Producenci faszerują nasze jedzenie chemią, potwierdza to raport kontroli NIK, który wykazał, że dziennie przyswajamy średnio 85 różnego rodzaju dodatków chemicznych z naszego jedzenia. Polskie dzieci przekraczają limit dziennego spożycia kwasu sorbowego i sorbinianów niemal trzykrotnie! Co więcej niemowlaki dziennie pochłaniają ponad 6 razy więcej azotynów, niż powinny.
Jak czytamy w raporcie Najwyższej Izby Kontroli jesteśmy wręcz zalewani chemią w żywności dostępnej w Polsce. Z raportu wynika, że średnio spożywamy dziennie 85 dodatków chemicznych, co daje nam w ciągu roku ok. 2 kg chemii, która trafia do naszych żołądków.

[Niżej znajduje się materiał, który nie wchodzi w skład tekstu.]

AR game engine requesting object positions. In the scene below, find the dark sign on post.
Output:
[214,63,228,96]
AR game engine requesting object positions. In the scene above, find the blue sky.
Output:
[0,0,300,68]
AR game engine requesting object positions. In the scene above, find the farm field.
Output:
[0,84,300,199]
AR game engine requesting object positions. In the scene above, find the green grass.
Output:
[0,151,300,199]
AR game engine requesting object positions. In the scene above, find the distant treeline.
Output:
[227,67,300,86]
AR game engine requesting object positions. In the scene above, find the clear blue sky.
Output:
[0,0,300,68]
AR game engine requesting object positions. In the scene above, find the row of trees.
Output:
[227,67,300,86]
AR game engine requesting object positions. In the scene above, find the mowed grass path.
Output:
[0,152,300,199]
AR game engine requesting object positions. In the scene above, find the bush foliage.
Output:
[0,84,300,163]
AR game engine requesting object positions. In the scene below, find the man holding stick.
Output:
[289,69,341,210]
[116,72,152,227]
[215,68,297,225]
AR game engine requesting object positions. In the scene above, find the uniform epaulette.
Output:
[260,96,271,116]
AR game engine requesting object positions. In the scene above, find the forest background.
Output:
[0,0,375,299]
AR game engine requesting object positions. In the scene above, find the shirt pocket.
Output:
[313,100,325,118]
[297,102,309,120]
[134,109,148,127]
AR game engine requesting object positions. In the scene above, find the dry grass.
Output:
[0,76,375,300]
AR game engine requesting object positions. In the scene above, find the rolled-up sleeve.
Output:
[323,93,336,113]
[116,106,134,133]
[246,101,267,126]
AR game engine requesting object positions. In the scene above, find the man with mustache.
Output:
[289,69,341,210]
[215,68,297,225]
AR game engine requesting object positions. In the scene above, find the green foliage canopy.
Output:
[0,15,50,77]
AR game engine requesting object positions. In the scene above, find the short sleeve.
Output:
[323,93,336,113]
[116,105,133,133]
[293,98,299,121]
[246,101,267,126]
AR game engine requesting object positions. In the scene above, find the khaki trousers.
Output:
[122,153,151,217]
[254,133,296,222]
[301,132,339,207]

Jak wynika z raportu dzieci i niemowlaki mają jeszcze gorzej. W przypadku dzieci limity były przekraczane nawet niemal sześciokrotnie.
Posłowie widząc jak jesteśmy truci postanowili zapytać resort odpowiedzialny za zdrowie Polaków, czy zamierza coś z tym zrobić.
„Substancje dodatkowe do żywności to jedne z najlepiej zbadanych pod kątem bezpieczeństwa substancji spożywczych. Jesteśmy wystarczająco dobrze chronieni przez unijne przepisy oraz urząd do spraw bezpieczeństwa żywności ESF” – stwierdził wiceminister zdrowia Zbigniew Król.
Zdaniem jego resortu przepisy w Polsce i tak są wystarczająco restrykcyjne.
„Na podstawie opinii EFSA tworzone są przepisy unijne określające konkretne warunki stosowania substancji dodatkowych w żywności, które obowiązują przedsiębiorców podczas opracowywania receptur wyrobów” – wyjaśnia Ministerstwo Zdrowia.